1. 37
  1.  

  2. 15

    You may consider learning perl instead:

    • the programs are as terse as awk
    • much more flexible
    • wide set of libraries
    • as widely available

    remember the power of perls ‘while(<>) func’ which hides command line arg parsing, stdio handling, and per-line loop. i highly recommend perl cookbook, you will be amazed how practical it is. dont allow to grow your perl(or awk) programs more than 10 lines long - they become a pain to maintain as they grow.

    1. 8

      I know perl, but found that awk was much more likely to be available and it’s much faster for quick scripts because there is less overhead in running the binary. i’ve moved most of my muscle memory to reach for awk instead.

      1. 6

        Awk does have the advantage of being a smaller language. You can understand awk enough to do useful things with it in an afternoon. Perl is Byzantine in it’s complexity as a language, which always scared me off using it for one-liners

        1. 3

          This is true especially when reading Perl scripts written by someone else. On the other hand, learn Perl enough to be able to write useful oneliners and process text streams, is quite easy.

          1. 2

            You can understand awk enough to do useful things with it in an afternoon.
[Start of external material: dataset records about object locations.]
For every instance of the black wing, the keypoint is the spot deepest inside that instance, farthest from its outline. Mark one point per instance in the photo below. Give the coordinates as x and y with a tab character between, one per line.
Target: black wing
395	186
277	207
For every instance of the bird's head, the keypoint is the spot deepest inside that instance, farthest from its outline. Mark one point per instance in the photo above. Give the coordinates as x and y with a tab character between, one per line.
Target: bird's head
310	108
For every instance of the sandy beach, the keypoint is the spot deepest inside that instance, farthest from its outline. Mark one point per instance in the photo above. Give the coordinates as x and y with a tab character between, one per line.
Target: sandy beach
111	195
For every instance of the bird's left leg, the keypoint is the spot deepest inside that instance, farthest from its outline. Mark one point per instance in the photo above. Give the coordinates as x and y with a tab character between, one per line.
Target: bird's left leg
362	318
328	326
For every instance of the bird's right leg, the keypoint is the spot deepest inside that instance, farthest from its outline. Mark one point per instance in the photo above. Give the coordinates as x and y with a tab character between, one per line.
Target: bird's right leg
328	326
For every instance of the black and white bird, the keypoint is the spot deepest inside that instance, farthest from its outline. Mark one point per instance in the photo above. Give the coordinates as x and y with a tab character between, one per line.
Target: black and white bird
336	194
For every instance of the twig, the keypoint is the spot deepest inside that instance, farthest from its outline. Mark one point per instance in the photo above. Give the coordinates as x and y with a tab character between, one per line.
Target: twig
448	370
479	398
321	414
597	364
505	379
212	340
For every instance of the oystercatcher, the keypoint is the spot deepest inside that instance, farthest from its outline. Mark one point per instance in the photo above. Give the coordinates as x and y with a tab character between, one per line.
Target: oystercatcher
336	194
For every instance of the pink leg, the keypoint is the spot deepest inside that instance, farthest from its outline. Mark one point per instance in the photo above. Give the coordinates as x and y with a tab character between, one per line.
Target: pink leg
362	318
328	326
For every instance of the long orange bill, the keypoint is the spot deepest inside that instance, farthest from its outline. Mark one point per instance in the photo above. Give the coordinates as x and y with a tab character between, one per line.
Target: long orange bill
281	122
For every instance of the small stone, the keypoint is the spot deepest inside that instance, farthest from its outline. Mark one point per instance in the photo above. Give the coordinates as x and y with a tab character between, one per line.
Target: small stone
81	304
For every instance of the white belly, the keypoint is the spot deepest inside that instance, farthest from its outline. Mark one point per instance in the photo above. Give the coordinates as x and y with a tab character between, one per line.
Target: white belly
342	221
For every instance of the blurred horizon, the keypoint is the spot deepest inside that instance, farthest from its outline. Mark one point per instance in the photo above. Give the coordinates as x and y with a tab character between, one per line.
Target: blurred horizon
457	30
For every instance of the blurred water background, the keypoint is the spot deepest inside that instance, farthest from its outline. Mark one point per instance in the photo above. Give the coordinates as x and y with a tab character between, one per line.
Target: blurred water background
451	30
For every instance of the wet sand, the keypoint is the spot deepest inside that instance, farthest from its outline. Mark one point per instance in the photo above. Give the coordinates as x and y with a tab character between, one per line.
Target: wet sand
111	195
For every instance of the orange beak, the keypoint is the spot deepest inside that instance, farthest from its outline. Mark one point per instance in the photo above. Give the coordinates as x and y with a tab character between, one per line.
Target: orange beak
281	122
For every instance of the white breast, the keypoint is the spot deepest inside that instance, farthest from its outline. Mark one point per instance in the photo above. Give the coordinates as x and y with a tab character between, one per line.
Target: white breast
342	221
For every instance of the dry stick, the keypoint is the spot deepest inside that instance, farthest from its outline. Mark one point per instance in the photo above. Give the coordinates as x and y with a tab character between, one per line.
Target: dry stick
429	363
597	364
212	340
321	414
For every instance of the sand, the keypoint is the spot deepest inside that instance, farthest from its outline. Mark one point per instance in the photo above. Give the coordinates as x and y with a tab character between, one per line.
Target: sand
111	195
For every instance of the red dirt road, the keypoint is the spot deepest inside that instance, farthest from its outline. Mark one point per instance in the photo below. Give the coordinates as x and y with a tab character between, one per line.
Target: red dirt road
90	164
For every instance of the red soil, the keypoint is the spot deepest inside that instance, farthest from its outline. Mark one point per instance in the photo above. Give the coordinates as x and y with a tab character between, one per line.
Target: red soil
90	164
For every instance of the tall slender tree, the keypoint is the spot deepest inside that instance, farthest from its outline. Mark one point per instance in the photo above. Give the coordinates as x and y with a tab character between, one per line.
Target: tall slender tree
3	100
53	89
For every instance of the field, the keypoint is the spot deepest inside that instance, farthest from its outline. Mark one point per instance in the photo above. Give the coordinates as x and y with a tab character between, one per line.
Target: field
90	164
            I did that with Perl and a bunch of other languages at various times. The trick is you learn just the subset you need for structured programming, basic I/O, and whatever data format you deal with. Much tinier. Just cuz it’s there doesn’t mean you have to use it.

            For Perl, I also had to learn regular expressions. They kept paying off outside of Perl, though.

            1. 1

              Just cuz it’s there doesn’t mean you have to use it.

              Yeah, but finding a useful subset of Perl means I have to learn enough Perl to know what a useful subset would be, where awk is already that useful subset.

              Doesn’t mean you can’t approach it like that, for sure, but I was pleasantly surprised how easy awk was to pick up when I decided to try to learn it a while back.

            2. 1

              Perl’s most ardent users are the language’s worst enemy ;) The downside of TMTOTDI[1] is that experienced Perl hackers settle into a set of personal idioms that they are comfortable with, but that others may not be.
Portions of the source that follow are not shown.